Гудзон на Неве

На петербургскую театральную афишу вернулось имя Александра ТОВСТОНОГОВА. Вернулось спустя 16 лет. В Академическом театре имени Комиссаржеаской Товстоногов поставил пьесу живущего в США польского драматурга Януша Гловацкого «Антигона в Нью-Йорке» — горькую историю о людях, выброшенных из жизни.

Гудзон на Неве |

— Напомните читателям, Александр Георгиевич, каким спектаклем закончился ваш «ленинградский» период?

— Это был спектакль «Эмигрант из Брисбена», который я ставил в Большом драматическом театре с Олегом Борисовым, Кириллом Лавровым, Ларисой Малеванной в 1978 году. После этого в Ленинграде бывал лишь на гастролях — привозил Тбилисский театр имени Грибоедова, Московский театр имени Станиславского.

— Последние годы вы по семейным обстоятельствам живете в Югославии. Работаете в каком-то определенном театре?

— Я сделал свой сознательный выбор: не хочу больше нести груза ответственности за какой бы то ни было театр. Работаю только по контрактам Ставлю только то, что хочу. И с кем хочу.

— После такой затянувшейся паузы хотелось вам работать в Петербурге?

— Конечно, хотелось. Я собирался поставить здесь «Приглашение на казнь» Набокова. Но как раз в эти сроки позвавший меня Театр имени Комиссаржевской наметил постановку неизвестной в России пьесы «Антигона в Нью-Йорке». Пьеса мне показалась интересной, и я начал репетировать.

— Чем привлекла вас эта пьеса?

— Тем огромным состраданием, которое испытывает автор к своим падшим героям. А это чувство меня заражает всерьез. И потом — в новейшей драматургии редко встретишь глубоко и серьезно прописанные роли. Я же как режиссер — за актерский театр.

— Ваши чувства после премьеры? Вы удовлетворены?

— Работой с актерами удовлетворен. Думаю, что процесс репетиций был взаимно интересен. Что касается готового спектакля, то тут чувство удовлетворения посещает меня редко.

— Скажите честно, Александр Георгиевич, как отразилось то, что вы сын великого Товстоногова, на вашей профессиональной судьбе? Ведь этот факт совсем не всегда помогал, как мне кажется, бывало и наоборот?

— Конечно, мне в моей профессиональной жизни очень помогло то, что я жил рядом с отцом. В совершенно особой атмосфере. Чему мог, научился. И человечески, и профессионально. Потом же, особенно в Москве, моя фамилия стала мне мешать. Те, кто хотел, но не мог одолеть отца, ополчились на меня.

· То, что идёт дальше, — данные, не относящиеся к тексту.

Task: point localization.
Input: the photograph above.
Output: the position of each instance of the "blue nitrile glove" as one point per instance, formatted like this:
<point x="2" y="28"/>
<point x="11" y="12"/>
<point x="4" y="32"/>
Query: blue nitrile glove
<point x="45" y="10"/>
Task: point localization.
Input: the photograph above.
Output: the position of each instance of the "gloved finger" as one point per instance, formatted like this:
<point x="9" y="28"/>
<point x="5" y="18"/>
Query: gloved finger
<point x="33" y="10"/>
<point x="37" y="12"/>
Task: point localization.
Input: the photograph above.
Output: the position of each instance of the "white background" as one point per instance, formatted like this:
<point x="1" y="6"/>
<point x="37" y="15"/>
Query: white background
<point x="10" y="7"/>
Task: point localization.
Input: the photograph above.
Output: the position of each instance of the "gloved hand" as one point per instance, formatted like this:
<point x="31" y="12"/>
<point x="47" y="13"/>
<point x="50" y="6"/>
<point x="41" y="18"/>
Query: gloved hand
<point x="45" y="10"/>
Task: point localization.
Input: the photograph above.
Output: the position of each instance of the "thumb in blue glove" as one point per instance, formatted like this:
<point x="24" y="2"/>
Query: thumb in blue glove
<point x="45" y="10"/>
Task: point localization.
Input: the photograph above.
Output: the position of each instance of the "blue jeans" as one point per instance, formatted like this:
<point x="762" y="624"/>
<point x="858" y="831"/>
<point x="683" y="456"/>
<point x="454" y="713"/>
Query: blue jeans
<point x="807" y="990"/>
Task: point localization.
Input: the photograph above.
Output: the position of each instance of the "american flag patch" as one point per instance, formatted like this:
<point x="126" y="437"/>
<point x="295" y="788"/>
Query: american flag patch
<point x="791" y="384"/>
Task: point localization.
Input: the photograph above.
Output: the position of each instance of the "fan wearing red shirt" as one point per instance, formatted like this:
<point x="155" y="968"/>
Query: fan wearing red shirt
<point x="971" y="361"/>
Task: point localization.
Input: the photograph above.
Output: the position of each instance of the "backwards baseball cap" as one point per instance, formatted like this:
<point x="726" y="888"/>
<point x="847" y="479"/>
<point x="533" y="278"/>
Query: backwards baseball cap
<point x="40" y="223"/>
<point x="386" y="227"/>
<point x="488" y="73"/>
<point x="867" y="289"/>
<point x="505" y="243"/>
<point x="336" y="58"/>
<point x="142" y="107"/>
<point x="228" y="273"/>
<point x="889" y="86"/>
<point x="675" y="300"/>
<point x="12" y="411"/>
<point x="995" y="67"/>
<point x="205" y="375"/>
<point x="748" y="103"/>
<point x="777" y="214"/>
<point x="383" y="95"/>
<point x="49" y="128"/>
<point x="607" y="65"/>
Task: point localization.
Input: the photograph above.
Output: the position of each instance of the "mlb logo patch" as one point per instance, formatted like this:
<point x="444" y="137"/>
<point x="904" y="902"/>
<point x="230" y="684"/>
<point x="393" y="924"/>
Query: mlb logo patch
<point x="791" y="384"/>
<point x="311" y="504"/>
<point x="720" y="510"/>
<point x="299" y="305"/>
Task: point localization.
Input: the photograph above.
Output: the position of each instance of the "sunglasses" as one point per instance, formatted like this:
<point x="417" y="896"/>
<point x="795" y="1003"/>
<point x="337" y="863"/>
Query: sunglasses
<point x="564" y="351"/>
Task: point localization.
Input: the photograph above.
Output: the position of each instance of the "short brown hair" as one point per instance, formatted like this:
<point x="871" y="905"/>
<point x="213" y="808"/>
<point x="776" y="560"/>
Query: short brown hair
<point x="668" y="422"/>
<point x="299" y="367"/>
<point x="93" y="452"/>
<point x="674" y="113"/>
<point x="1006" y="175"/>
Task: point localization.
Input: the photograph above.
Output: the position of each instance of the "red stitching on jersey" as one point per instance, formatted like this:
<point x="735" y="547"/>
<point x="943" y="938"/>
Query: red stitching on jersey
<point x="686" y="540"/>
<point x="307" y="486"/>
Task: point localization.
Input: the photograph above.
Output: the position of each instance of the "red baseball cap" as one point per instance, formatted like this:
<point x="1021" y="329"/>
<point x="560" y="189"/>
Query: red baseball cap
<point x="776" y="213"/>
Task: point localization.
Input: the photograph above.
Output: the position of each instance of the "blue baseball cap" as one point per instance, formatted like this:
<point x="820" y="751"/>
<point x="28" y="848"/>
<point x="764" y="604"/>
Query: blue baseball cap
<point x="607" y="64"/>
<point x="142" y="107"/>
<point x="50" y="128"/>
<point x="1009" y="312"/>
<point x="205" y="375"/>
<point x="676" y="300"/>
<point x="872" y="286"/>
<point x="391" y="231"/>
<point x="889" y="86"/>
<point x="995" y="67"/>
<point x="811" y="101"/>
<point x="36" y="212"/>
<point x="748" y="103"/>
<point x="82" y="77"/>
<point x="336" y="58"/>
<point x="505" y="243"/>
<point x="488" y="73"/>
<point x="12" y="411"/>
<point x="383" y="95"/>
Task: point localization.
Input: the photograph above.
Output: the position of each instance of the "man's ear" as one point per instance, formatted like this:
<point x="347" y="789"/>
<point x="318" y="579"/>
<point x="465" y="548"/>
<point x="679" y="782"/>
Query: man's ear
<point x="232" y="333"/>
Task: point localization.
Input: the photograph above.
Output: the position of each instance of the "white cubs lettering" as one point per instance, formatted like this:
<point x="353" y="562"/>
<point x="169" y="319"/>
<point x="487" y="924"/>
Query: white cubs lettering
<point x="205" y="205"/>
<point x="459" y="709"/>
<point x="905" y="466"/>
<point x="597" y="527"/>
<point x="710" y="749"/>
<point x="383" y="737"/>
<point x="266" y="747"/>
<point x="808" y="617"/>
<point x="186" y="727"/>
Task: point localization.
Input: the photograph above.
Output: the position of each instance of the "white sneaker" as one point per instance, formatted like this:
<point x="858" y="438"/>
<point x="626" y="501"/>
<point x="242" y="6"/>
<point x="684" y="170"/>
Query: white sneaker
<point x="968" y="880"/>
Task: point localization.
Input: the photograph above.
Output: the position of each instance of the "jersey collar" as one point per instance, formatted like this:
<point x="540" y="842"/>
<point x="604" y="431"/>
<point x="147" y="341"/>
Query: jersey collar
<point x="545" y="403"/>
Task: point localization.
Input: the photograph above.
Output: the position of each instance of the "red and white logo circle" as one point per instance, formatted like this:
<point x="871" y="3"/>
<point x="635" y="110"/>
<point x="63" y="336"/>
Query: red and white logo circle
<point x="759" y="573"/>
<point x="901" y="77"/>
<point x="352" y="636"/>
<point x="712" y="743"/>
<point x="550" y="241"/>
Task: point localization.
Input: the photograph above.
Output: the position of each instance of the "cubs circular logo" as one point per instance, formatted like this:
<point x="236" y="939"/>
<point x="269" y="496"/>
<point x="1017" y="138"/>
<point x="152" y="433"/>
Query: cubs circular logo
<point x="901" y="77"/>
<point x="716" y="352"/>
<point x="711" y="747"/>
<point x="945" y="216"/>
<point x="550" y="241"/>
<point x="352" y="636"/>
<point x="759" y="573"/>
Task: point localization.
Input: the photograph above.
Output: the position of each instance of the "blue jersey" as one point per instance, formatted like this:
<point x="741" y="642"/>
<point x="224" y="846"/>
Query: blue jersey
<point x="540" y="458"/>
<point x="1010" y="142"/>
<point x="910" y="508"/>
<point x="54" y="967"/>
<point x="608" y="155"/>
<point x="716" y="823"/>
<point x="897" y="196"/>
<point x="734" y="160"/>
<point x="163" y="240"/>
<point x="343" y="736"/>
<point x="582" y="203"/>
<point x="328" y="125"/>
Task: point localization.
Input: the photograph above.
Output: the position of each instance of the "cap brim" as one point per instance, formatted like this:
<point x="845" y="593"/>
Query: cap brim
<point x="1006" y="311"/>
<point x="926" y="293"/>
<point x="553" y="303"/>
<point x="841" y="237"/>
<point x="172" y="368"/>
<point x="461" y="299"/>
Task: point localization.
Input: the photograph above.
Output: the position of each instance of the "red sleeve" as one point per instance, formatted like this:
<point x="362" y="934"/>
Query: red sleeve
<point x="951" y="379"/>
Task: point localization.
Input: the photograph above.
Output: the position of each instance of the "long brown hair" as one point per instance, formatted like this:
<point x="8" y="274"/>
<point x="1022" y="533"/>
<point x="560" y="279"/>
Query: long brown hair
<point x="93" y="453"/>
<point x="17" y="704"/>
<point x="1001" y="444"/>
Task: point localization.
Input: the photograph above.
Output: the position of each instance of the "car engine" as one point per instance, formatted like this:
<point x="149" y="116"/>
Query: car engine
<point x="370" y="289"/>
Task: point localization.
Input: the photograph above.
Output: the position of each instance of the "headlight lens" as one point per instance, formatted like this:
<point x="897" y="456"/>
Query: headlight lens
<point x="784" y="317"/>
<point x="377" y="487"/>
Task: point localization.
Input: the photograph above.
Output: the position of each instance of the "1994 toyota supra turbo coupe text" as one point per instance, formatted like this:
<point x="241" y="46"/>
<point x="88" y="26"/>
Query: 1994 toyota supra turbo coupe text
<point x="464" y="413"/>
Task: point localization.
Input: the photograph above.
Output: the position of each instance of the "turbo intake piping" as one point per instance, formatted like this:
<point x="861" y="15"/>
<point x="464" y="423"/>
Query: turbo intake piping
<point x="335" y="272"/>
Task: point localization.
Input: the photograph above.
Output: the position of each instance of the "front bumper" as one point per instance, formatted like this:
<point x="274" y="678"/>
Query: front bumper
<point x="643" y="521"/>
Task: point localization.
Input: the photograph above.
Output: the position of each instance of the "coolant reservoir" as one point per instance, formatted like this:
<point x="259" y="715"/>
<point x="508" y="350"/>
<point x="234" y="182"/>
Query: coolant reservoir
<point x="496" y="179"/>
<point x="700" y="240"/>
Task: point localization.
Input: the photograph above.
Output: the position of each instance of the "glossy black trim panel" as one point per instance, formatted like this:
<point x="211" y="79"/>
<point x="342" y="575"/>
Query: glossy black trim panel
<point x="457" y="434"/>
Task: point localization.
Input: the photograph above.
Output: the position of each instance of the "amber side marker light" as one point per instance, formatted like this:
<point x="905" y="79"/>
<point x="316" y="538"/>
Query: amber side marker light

— Вы давно не работали в России и вернулись в момент, когда наш театр переживает грустные времена. Как вы думаете: он выживет?

— Зрители не дадут театру умереть. Ведь это как любимую книгу из рук вырвать. Еще долго будет трудно. Произойдет неизбежно жестокий отсев. Многое изменится, появятся новые источники финансирования, но театр как форма русской духовности устоит, я в этом совершенно уверен.

— А югославский театр — вы привыкли к нему?

— Это совсем другой театр. Там надежда лишь на вдохновение, на взлет. Отношение к делу абсолютно стихийно. Поэтому для них важна только премьера, ее праздник, а не 10-й или 15-й спектакль, на который у нас начинают приглашать серьезных критиков.

— Что у вас впереди? Будете еще ставить здесь?

— Впереди детский мюзикл по «Пиноккио» в Македонии. Должен закончить спектакль в Московском центре Ермоловой. Веду переговоры с одним питерским театром.

— А как идея с «Приглашением на казнь»?

— Остается идеей. Пьесу — сделанную мною исключительно для себя режиссерскую версию романа — вожу за собой в чемодане.

— Если бы все зависело только от вас, хотели бы вы работать в Большом драматическом театре имени Товстоногова?

— Я не встаю под чужие знамена. Даже если они и не чужие, а просто не мои. Пусть будет крошечное дело, но мое. Неважно, где.

— И последний вопрос. Как вы думаете, зритель примет «Антигону»?

— Не знаю. Настроение у людей сейчас нерадостное. Пьеса глубоко печальна. Захотят ли еще и чужого горя? Но надо помнить: милосердие к падшим спасает нашу душу. Ведь так?

Беседу вела Т. ОТЮГОВА

Материал был опубликован в газете «Санкт-Петербургские ведомости» № 92 (769) от 18.05.1994 года.